When her book was first published the name of the author was not included, but Elizabeth Montagu was a wealthy, well-connected woman and by 1777 she was able to include her name on the title page. By then, sadly, she had fallen out with Samuel Johnson after she had accused him of not praising Shakespeare enough in his 1765 edition. The full text of her book can be read here.

Also mentioned in the exhibition is the writer Charlotte Lennox who in 1753 wrote Shakespeare Illustrated, which, twelve years before Johnson’s edition  traced the origins of the plots of Shakespeare’s plays, and accused Shakespeare of being unoriginal.  Another woman who received the encouragement of Johnson was Elizabeth Carter, much admired by him for her knowledge of the classics and her talent as a translator. Although they didn’t always agree with him, these women all received encouragement from Johnson that helped them make their mark.

Samuel Pepys

Samuel Pepys

As the Johnson exhibition is closing, an exhibition on another great Londoner from the preceding century, Samuel Pepys, opens at the National Maritime Museum in Greenwich on 20 November, running until 28 March 2016. Entitled Samuel Pepys: Plague, Fire, Revolution the exhibition will encourage you to “immerse yourself in one of the most vibrant and chaotic periods of our history, witnessed and brilliantly brought to life in the candid, witty and irreverent diary of London’s own Samuel Pepys.”

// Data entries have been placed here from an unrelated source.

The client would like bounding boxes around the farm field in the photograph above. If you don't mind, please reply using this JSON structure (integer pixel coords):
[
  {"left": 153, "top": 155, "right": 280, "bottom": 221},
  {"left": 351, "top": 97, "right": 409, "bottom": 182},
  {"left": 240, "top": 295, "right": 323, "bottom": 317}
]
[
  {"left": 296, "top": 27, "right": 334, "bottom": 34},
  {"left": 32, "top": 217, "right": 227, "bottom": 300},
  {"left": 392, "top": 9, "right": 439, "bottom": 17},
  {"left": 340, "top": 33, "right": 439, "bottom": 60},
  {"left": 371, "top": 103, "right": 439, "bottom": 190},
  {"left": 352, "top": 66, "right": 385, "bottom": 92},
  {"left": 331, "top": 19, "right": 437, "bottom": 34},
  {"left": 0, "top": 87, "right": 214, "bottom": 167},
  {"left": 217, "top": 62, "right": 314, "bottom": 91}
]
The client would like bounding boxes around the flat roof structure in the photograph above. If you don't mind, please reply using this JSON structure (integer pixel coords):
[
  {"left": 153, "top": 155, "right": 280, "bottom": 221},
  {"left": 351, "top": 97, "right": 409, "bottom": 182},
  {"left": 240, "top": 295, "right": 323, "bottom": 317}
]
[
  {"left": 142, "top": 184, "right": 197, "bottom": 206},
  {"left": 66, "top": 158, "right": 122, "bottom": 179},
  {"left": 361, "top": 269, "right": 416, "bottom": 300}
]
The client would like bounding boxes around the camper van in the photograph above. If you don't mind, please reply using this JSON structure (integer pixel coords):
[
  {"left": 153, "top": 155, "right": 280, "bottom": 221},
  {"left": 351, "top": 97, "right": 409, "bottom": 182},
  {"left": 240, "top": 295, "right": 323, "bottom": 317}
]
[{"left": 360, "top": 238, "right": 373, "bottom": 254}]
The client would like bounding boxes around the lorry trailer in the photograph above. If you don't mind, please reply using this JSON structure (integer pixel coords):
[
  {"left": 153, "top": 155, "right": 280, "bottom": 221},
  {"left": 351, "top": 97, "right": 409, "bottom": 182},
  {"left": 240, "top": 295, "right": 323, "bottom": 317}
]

Pepys had a serious job at the Navy Board, but his diary also records the minutiae of everyday life from 1660-1669: he was a notorious gossip and womanizer. He loved the theatre, where professional actresses appeared on the stage for the first time. Shakespeare-lovers will have read some of the judgements he made on what he saw in the playhouses. Pepys was refreshingly frank, and often didn’t care for Shakespeare’s plays. He thought A Midsummer Night’s Dream “the most insipid ridiculous play that ever I saw in my life”, Twelfth Night “one of the weakest plays that ever I saw”, and Romeo and Juliet “a play of itself the worst that ever I heard in my life”. In such turbulent times no wonder Pepys thought of the theatre as primarily just entertainment, but he also appreciated the serious side of Shakespeare’s plays: his favourites were Hamlet, Macbeth, Othello and The Tempest, each of which he saw several times.